An alle Realitätsverweigerer: Eine PKA die an der Tara steht und ausschließlich Kosmetik, Nahrungsergänzungsmittel oder Medizinprodukte berät gibt es nicht. Ob wir uns diese Verantwortung ausgesucht haben? Wir PKAs tun das, was von uns erwartet wird. Die Erwartungshaltung und die Verordnungen gehen weit auseinander. Wenigstens eine Gleichstellung mit Drogisten, die alles aus der Abgrenzung Verordnung nicht nur abgeben, sondern auch beraten dürfen, sollte so schnell wie möglich umgesetzt und auch entsprechend honoriert werden!

Es ist Zeit, dass die Politik handelt und uns gewisse Kompetenzen zuspricht, die im Alltag Realität sind, denn nicht wir sind daran schuld, dass sich die Zeiten ändern und Apotheker die Gürtel enger schnallen müssen.
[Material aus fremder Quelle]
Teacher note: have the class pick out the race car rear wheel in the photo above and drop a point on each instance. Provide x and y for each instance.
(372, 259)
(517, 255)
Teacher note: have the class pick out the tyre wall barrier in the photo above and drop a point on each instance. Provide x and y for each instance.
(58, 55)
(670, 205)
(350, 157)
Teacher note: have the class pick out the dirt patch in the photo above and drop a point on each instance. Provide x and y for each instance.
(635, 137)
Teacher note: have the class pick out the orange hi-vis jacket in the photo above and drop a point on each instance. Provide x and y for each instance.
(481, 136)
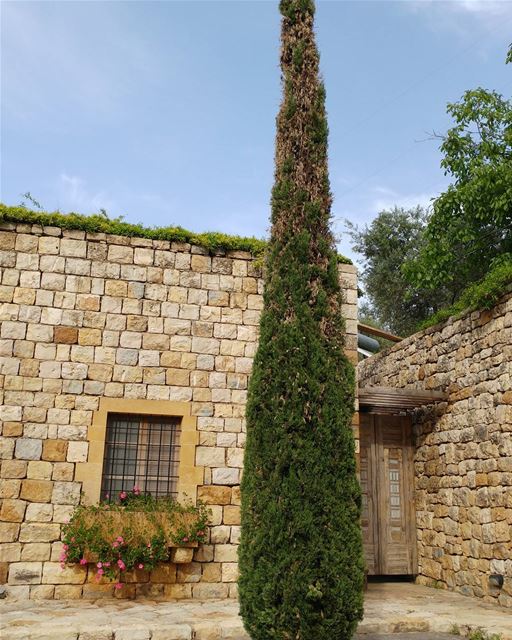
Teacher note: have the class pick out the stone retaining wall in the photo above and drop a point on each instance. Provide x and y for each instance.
(463, 457)
(88, 322)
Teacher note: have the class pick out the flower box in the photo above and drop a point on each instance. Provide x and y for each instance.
(137, 533)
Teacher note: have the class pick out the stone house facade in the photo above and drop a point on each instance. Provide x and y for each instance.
(95, 326)
(462, 453)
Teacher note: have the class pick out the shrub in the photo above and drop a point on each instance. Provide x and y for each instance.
(213, 241)
(134, 532)
(301, 561)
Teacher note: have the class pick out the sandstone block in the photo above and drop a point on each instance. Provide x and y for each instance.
(231, 515)
(39, 470)
(10, 489)
(74, 592)
(205, 591)
(211, 572)
(38, 551)
(177, 591)
(210, 456)
(220, 534)
(182, 555)
(12, 510)
(10, 413)
(28, 449)
(226, 476)
(39, 532)
(55, 450)
(10, 552)
(13, 469)
(65, 335)
(189, 572)
(25, 573)
(36, 490)
(164, 573)
(77, 451)
(229, 571)
(39, 512)
(211, 494)
(226, 553)
(71, 574)
(66, 493)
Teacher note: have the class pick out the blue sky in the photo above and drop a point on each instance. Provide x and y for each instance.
(164, 111)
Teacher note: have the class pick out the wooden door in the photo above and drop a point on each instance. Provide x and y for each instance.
(387, 477)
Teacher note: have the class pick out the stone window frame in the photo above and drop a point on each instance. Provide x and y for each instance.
(90, 473)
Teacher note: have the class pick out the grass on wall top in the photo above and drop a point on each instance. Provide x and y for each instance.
(479, 295)
(212, 241)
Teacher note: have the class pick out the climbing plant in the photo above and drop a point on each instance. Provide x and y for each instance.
(301, 563)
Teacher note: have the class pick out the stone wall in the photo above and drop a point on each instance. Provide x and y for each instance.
(88, 320)
(463, 456)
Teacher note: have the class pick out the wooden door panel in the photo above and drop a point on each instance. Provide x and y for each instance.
(368, 488)
(387, 484)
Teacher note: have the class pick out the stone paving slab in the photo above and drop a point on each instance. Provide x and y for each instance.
(389, 608)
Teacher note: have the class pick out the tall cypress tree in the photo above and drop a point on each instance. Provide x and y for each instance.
(301, 563)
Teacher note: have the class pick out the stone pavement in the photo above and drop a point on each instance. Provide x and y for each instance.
(389, 608)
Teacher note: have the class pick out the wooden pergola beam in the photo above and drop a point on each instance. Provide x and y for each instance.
(379, 333)
(389, 398)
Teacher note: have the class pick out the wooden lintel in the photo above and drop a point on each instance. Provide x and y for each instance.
(390, 398)
(379, 333)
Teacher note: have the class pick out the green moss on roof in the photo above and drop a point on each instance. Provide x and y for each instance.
(479, 295)
(213, 241)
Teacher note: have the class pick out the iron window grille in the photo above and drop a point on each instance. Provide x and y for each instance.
(141, 451)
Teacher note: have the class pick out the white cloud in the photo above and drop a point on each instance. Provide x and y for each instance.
(385, 199)
(75, 196)
(460, 15)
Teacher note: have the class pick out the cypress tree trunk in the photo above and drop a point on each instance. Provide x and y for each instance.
(301, 563)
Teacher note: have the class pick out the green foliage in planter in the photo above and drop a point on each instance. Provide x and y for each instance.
(134, 533)
(213, 241)
(301, 561)
(483, 294)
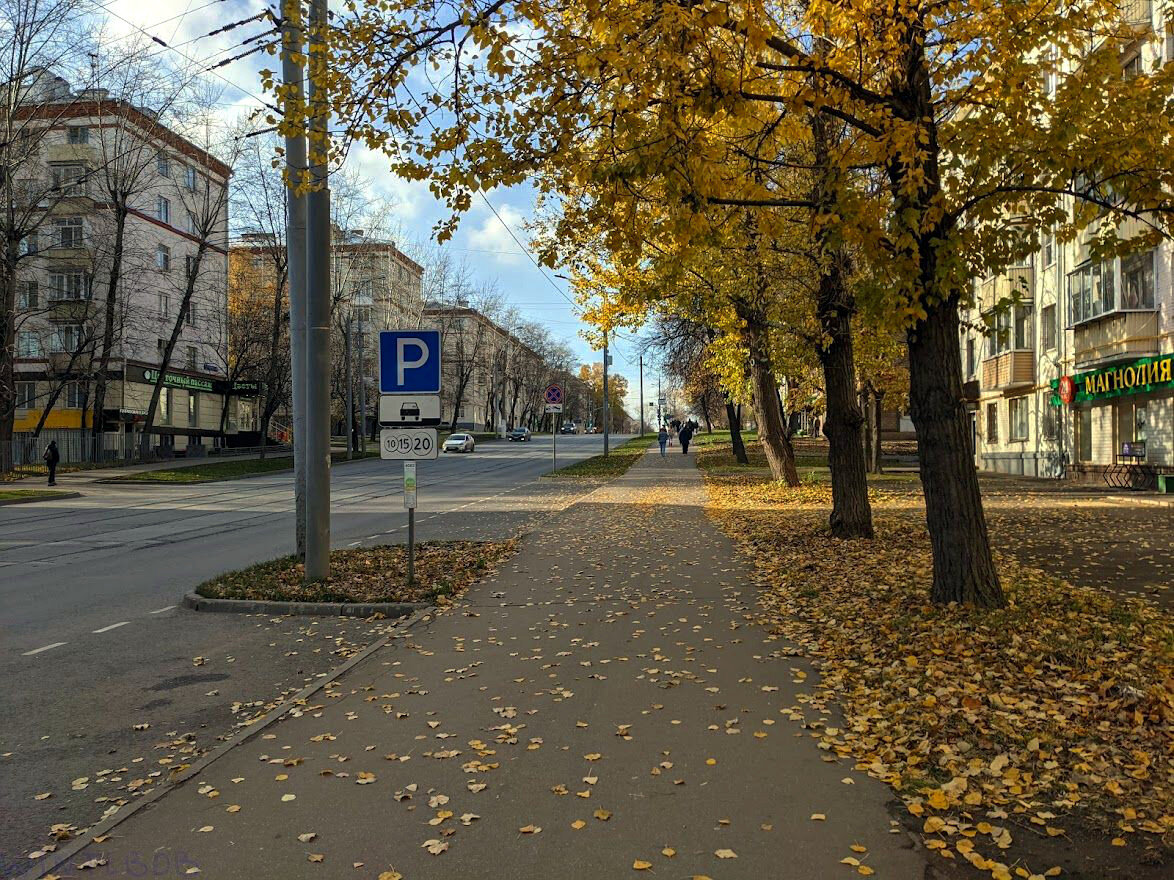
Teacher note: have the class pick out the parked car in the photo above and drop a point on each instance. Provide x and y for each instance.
(458, 442)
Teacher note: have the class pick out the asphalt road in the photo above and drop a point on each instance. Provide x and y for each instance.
(92, 644)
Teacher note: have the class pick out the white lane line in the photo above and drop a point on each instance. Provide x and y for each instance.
(113, 625)
(46, 648)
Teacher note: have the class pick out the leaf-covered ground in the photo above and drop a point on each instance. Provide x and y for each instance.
(996, 728)
(368, 574)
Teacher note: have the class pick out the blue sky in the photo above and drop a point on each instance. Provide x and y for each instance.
(481, 239)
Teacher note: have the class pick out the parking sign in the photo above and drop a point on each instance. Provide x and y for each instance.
(410, 361)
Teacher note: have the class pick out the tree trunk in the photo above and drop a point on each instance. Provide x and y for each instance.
(735, 419)
(109, 309)
(771, 428)
(877, 408)
(851, 516)
(963, 567)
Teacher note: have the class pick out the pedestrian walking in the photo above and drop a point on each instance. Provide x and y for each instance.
(52, 457)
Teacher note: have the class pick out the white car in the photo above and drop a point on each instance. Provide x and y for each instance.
(458, 442)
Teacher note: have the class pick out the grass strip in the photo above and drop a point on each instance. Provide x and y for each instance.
(368, 574)
(616, 462)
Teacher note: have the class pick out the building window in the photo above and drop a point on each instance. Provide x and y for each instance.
(69, 180)
(1129, 420)
(29, 295)
(68, 285)
(73, 396)
(69, 231)
(1051, 420)
(66, 338)
(1138, 281)
(1083, 427)
(1091, 291)
(1017, 418)
(26, 396)
(1047, 326)
(28, 344)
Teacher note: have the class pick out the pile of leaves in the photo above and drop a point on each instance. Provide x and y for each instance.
(369, 574)
(985, 722)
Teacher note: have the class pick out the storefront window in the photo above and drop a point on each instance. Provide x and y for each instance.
(1129, 418)
(1083, 425)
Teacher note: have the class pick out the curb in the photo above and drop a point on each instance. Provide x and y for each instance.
(307, 609)
(240, 738)
(62, 496)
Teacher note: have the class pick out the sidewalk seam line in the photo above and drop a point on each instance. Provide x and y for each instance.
(240, 738)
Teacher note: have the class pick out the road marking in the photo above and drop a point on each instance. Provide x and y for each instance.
(46, 648)
(113, 625)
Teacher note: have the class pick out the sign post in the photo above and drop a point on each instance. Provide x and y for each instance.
(409, 411)
(410, 503)
(553, 397)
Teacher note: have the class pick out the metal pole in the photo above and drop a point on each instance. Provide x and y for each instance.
(641, 396)
(607, 427)
(295, 258)
(350, 393)
(317, 430)
(362, 392)
(411, 546)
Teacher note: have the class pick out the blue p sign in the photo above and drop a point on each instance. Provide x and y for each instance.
(410, 361)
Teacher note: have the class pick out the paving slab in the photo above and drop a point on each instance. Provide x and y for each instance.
(604, 706)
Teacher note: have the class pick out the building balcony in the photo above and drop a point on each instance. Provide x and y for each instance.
(1115, 336)
(1016, 282)
(1009, 370)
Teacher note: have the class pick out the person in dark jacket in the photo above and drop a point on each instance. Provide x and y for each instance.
(52, 457)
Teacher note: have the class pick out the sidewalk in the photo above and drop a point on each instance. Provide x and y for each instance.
(599, 709)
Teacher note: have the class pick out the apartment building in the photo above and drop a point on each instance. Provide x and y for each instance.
(81, 141)
(1075, 378)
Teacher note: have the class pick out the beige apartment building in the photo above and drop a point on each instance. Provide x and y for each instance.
(1075, 379)
(62, 279)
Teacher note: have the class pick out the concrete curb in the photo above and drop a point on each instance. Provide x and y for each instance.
(305, 609)
(241, 737)
(62, 496)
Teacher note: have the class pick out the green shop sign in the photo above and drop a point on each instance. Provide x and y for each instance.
(1137, 378)
(174, 380)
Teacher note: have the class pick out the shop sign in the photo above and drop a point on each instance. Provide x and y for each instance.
(174, 380)
(1137, 378)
Ob Onlinehandel oder vielleicht schon bald Drogerien; der Markt verändert sich, und die Apotheken müssen reagieren, um positiv in die Zukunft blicken zu können! Zielführend ist hier nicht die Gier einiger weniger die dominiert und mitunter zu Versorgungsengpässen führt.

Es benötigt eben Politik und Standespolitik die endlich den Mut finden, praktikable Lösungen zu finden und umzusetzen. Veraltete und verstaubte Ansichten und Verordnungen müssen realitätsnah und praktikabel gestaltet werden.Wir waren stets voller Tatendrang, ich hoffe, dass dieser Funke vielleicht auf zuständige Stellen übergeht!